What I was sure about was that I absolutely had to make things right with Donovan. I couldn’t leave things the way they were.
I wasn’t sure when his shift at Franco’s started, but I knew it was sometime around now. His house was farther away than Franco’s Pizza, so I decided to start at the latter.
I entered, and the hostess first greeted me like an old friend then said, “Donovan’s already behind the bar, if that’s who you’re looking for.”
I suspected that under normal circumstances she wouldn’t have tacked on the “if that’s who you’re looking for,” but that my tipsy dinner date with a ghost had muddied the waters a bit.

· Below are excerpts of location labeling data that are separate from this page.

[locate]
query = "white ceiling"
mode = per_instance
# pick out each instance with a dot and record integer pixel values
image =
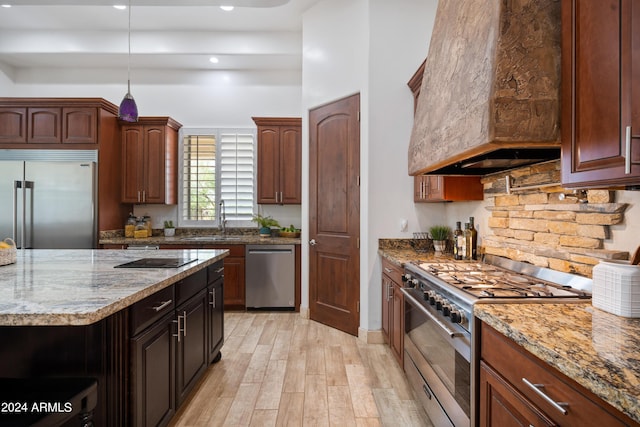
(41, 37)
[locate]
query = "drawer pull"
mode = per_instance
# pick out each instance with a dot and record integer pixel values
(537, 388)
(162, 305)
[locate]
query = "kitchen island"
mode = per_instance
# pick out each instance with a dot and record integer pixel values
(70, 313)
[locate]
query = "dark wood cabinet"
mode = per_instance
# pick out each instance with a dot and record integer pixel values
(601, 80)
(393, 308)
(279, 171)
(439, 188)
(13, 125)
(154, 372)
(150, 161)
(71, 124)
(510, 391)
(191, 344)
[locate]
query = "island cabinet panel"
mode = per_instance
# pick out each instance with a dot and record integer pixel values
(505, 395)
(153, 374)
(600, 103)
(191, 344)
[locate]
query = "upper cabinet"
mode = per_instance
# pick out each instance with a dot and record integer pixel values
(48, 125)
(150, 161)
(279, 160)
(444, 188)
(600, 102)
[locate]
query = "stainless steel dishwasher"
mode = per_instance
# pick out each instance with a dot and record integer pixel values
(270, 277)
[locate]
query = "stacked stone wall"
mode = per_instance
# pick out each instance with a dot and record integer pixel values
(534, 219)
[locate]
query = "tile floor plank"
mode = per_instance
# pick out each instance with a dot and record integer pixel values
(279, 369)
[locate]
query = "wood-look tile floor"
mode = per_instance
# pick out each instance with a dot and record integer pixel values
(278, 369)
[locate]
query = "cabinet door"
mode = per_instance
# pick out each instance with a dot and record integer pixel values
(154, 164)
(290, 165)
(44, 125)
(79, 125)
(599, 102)
(216, 320)
(387, 307)
(234, 282)
(191, 352)
(268, 165)
(13, 125)
(397, 325)
(132, 164)
(153, 376)
(503, 406)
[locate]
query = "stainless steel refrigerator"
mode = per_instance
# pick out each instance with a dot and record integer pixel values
(48, 198)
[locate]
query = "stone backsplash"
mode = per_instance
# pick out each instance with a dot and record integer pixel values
(533, 219)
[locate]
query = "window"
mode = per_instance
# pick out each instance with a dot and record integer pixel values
(217, 164)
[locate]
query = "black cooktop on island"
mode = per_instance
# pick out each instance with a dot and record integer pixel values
(157, 263)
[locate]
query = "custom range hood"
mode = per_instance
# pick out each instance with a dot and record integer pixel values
(490, 92)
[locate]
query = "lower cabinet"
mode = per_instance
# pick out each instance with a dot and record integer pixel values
(517, 388)
(175, 334)
(393, 308)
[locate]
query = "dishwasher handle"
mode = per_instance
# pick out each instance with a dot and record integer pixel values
(269, 251)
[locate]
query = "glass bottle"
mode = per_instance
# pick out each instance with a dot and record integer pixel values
(466, 239)
(474, 239)
(458, 241)
(130, 225)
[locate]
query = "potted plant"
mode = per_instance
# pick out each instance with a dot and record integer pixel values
(265, 223)
(169, 229)
(440, 234)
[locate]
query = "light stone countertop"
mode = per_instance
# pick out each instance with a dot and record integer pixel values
(81, 287)
(598, 350)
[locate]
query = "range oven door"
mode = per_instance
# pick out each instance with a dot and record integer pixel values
(439, 352)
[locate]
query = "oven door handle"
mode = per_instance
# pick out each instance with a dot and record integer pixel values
(444, 327)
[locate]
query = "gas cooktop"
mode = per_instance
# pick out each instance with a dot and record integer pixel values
(502, 278)
(157, 263)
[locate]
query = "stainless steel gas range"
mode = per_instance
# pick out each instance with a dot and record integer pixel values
(440, 344)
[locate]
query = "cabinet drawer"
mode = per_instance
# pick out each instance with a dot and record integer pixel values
(215, 272)
(516, 364)
(392, 270)
(188, 287)
(152, 308)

I thanked her and stepped into the dining area. The second my eyes found him, my heart skipped a beat. I wanted to stay and watch him for a while longer. His family turned up their noses at his chosen profession, but bartending was what he enjoyed, and he was great at it. And that was more than what most people could say about their careers.
He flicked his wand, and bottles poured themselves into glasses of various sizes, whizzing either to customers seated at the bar or drink trays that the servers could grab and go.
And when his eyes locked onto mine, everything hovered in place for a quick second, and I was subjected to that sharp look from him I knew all too well—it was the one I’d seen in all those encounters before our first adventure into the Deadwoods. But what did it mean now, after so much had happened?
The objects in the air finished their movements, landing effortlessly where they belonged, but no more jumped off the shelves. A waiting customer tried to order a drink, but Donovan held up a finger for him to wait one second, and then he nodded for me to follow him to the kitchen.
Silently, I complied, and he didn’t say a word to me until we were in the narrow back alley.
“Donovan, I know you’re still upset, but I just want to say—” I didn’t get to finish before his body pressed mine against the wall and he silenced me with his lips.